現世のすべての思いと行為は業障を生む可能性があります。貪・瞋・痴、我執、他執、など、どれも業障が生じる源なのです。では、どうすれば業障が生じるのを阻止できるのでしょうか。
第一は戒めです。戒めとは改めることです。癖、習慣、気性を改めて、貪と瞋を除去するのです。誰にもあれこれの習慣や気性があります。「私はもとより率直で、何でも思ったことをすぐ口に出す」と。それでいいと思いますか?知ったかぶりをすることさえ口業なのに佛や菩薩を尊重しないのは言うまでもありません。改めることなく、戒めることなく、いつまでも生臭ものを食べたり、飲酒したりするのでは、どうやって修行すると言うのでしょうか。戒めとは、戒定慧の最初の一歩です。改めて、戒めて初めて業障の発生を少なくし、心を定めることが出来るのです。そうしてはじめて、惑わされず、痴にならず、智慧を持つことが出来るのです。

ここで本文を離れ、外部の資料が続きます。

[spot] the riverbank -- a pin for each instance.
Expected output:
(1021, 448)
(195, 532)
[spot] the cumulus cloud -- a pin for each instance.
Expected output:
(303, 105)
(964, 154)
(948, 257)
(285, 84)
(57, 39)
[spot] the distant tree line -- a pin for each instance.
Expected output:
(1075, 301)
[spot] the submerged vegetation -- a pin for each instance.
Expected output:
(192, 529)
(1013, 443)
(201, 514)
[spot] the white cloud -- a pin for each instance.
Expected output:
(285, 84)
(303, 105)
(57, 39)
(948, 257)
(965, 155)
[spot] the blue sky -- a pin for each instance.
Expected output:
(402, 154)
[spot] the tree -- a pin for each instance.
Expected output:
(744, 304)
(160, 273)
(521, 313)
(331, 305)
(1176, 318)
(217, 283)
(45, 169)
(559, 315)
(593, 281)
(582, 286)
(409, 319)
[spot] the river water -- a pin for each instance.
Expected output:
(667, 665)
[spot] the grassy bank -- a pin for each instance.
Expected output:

以上のようなことを戒めたら、次はやや高次元の「断固として私心や出来心と戦う」ことです。これは実は仏教者の言葉で、悪い念や良くない意識がまだ潜在的な状態にある段階で、それが間違ったものだと認識し、まだ熟していない段階で改めることによって、業障が生じる余地もないのです。逆に、悪い念や良くない意識に沿っていくと、悪い念が熟すると、業障になってしまうのです。この一歩は明らかに肉食を戒めることより難しいです。
次は最も高次元の心魔です。心魔は業障によって引き起こされながら、より大きな業障をもたらします。だが、心魔は修行の高い人にだけあるもので、それに向きあい、看破し、悟ることができてこそ、心魔を滅ぼすことができるのです。
言うまでもありませんが、看破することはそう簡単なことではありません。その中には深い修行の理念が含まれています。我執や他執を除去すること、いわゆる相や衆生相を打破することは、単なる理論上の学習では解決できません。日常生活にある簡単な例をあげましょう。きれいな娘に会ったら、普通の人はそのかわいいところを見て、褒めてあげるだけですが、盧先生のレベルになると、こう言うのでしょう。「まあ、天女が人間界に降りてきたね。過ちを犯したな。よく修行しないといけないな。さもないと、天上には戻れなくなってしまうよ。可哀そうなことに」と。前世が見えるだけに、受け入れる情報が多くて、ことの全貌を把握することができるのです。だからこそ、盧先生は「人の体」を看破でき、「執」を捨て、相にこだわらないのです。これこそ慧です。
それから、金銭功名を看破できる人はこの世に何人いますか。盧先生はその一人です。盧先生には輪廻が見えるからです。このお年寄りは来世男に輪廻転生し、そのうえ科学研究に携わることが見えます。また、この人の財産は歴代の福の報いであり、この人が一生苦労するのは前世の悪行が多かったせいだということが見えます。さらには、人生は個人にとって短い一段階に過ぎず、修行こそ本当に持っていけるものだと分かっています。
金銭なんか人の体と同じように、得られるには得られる原因があって、得られないにも得られない因縁があります。たとえば、プロの登山家が雪山の頂上を目指すとき、体力の保持がどんなに大切かちゃんと分かっていて、一歩一歩動くごとに正確に計算し、体力の無駄な消耗なんか絶対しません。背負うリュックも正確に計り、荷物は必要以上でも必要以下でもありません。同時に空が暗くなったら、暴風雨に遭うと予測でき、その前には必ず安全な宿営地に到着するようにします。その際、道路を間違った人、景色を楽しんでばかりいる人、羚羊を必死に追いかける人に会ったら、登山家はこう勧めるでしょう。「この道に沿っていった方がいいですよ」、「体力を無駄にしないでさっさと前に進んだほうがいいですよ」、「もうすぐ暴風雨が来ます。そうなったら、羚羊は助けてくれやしませんよ」と。これは看破することと看破ではないこととの区別です。看破を望むのなら、智慧を持つことです。智慧がほしいのなら、戒め・定めを通して修行することです。
業障が生じるのを阻止する二番目の方法は「恩を知る心」です。ここで言う恩を知るとは、ただ単に心の状態ではありません。それは一つの道具で、修行の法門です。人間の七情六慾の中では、情・慾ごとに、業障を育む可能性があります。恩を知る心だけしか業障を断つことができません。さらにそれは唯一業障を生まない心情で、貪・瞋・痴に対抗できる有力な武器でもあります。恩を知る心をもって周りの物事を感知することができると、業障は知らず知らずに少なくなっていくでしょう。